L’histoire a ses caprices, comme la mode : elle met certaines figures en lumière ; elle en laisse d’autres dans l’ombre, sans que l’importance du rôle joué ou des services rendus suffise toujours à expliquer des traitemens si divers. Mais, comme la mode aussi, elle a ses retours. Elle va chercher dans l’oubli où ils languissent certains personnages qu’elle avait mis de côté : elle essuie la poussière qui avait recouvert leur figure ; elle leur redonne un nouvel éclat, et dans sa tardive justice, elle leur paye un tribut d’hommages que parfois, même de leur vivant, ils n’avaient pas connus. Pareille fortune est arrivée à René Mans de Froulay, comte de Tessé. Il y a quelques années, ceux-là seuls connaissaient son nom qui étaient familiers avec le XVIIe siècle. Encore le tenaient-ils, sur la foi de Saint-Simon, pour un homme de guerre assez médiocre, et pour un homme de cour assez plat. Ceux-là, plus rares encore, qui avaient eu la curiosité de lire ses soi-disant Mémoires, rédigés en réalité par le général de Grimoard, d’après les papiers laissés par lui, n’en avaient pas conçu une opinion très différente.
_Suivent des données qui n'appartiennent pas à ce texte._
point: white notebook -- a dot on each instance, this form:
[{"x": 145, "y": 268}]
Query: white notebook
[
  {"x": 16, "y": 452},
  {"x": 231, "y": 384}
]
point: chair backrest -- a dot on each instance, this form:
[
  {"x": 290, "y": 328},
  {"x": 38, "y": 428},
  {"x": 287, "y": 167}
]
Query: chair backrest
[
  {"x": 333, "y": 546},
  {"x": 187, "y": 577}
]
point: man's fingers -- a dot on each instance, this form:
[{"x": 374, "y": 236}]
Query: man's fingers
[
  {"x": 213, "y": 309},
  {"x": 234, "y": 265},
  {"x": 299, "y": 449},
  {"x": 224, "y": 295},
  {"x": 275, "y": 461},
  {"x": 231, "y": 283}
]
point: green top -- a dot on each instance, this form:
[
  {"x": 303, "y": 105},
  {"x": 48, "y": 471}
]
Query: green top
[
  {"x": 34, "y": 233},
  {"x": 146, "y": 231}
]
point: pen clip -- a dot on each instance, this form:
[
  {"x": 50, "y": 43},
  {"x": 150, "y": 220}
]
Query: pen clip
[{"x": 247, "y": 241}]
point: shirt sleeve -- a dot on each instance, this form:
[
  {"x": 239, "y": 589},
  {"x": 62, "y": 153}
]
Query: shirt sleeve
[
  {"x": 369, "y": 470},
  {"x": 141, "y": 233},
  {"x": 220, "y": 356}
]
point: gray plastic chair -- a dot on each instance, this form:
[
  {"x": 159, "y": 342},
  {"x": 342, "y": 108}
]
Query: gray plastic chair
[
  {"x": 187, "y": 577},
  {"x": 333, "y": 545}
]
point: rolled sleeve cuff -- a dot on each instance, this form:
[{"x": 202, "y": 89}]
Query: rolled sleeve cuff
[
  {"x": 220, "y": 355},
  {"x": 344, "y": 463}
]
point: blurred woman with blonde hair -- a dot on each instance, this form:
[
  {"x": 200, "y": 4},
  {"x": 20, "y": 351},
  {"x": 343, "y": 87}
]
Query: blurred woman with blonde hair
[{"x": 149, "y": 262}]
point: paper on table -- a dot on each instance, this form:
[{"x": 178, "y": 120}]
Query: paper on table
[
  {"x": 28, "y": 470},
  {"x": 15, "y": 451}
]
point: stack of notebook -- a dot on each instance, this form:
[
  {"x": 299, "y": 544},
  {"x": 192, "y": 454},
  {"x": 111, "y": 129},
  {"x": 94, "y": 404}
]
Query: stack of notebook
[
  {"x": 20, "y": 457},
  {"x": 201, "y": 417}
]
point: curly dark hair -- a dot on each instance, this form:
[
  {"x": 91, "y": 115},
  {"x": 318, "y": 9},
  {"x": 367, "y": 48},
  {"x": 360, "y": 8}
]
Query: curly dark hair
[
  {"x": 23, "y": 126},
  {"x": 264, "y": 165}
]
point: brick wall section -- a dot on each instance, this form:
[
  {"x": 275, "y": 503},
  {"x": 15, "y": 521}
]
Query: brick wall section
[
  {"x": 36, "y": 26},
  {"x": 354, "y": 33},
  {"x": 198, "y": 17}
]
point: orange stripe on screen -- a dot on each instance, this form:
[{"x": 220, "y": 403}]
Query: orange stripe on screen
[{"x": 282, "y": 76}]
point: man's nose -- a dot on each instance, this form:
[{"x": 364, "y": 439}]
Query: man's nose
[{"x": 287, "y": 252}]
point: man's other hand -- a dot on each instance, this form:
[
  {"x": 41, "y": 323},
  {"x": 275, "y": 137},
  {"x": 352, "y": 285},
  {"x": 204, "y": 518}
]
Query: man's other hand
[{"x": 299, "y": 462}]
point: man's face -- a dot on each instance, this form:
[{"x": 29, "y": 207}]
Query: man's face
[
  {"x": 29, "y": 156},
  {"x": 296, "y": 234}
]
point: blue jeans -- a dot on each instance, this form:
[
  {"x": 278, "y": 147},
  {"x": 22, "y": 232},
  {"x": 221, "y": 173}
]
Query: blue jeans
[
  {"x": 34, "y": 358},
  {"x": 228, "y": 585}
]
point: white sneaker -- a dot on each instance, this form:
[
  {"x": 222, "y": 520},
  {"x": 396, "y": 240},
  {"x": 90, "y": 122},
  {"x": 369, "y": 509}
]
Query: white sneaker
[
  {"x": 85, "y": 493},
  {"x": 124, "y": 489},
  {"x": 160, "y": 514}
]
Il faut en revenir ; mais ce n’est ni l’homme de guerre, ni même l’homme de cour qui a droit à meilleure justice. C’est le négociateur, et surtout l’épistolaire. A plusieurs reprises, Tessé fut activement mêlé, et d’une façon heureuse, à des négociations importantes. De plus, il écrivait beaucoup, et des lettres charmantes. On le sait aujourd’hui qu’il a eu l’heureuse chance de trouver un éditeur intelligent et dévoué en la personne de M. le comte de Rambuteau, qui a tiré de sa volumineuse correspondance un livre des plus brillans et des plus agréables[2]. C’est à cette publication qu’il doit le regain de sa renommée et la révision de Tin-juste, ou plutôt, des injustes portraits (car il n’y en a pas moins de trois) qu’a tracés de lui Saint-Simon[3].

  1. Aff. étrang. Corresp. Turin, vol. 94. Chamlay à Croissy, 10 février 1692.
  2. Les papiers de Tessé, qui ne forment pas moins de quinze volumes (et encore sont-ils incomplets), étaient devenus la propriété de M. le comte de Barthélémy d’Hastel, l’historien regretté des filles du Régent, allié à la descendance de Tessé. Ils ont été mis à ma disposition par ses héritiers avec une obligeance dont je ne saurais être trop reconnaissant, et m’ont beaucoup servi pour ce travail. J’ai également consulté les nombreuses lettres de Tessé, qui sont aux Archives des Affaires étrangères, au Dépôt de la Guerre et aux Archives de Turin.
  3. Saint-Simon, Mémoires, édition Chéruel, t. I, p. 228 ; t. III, p. 387. Additions au Journal de Dangeau, t. IX, p. 96.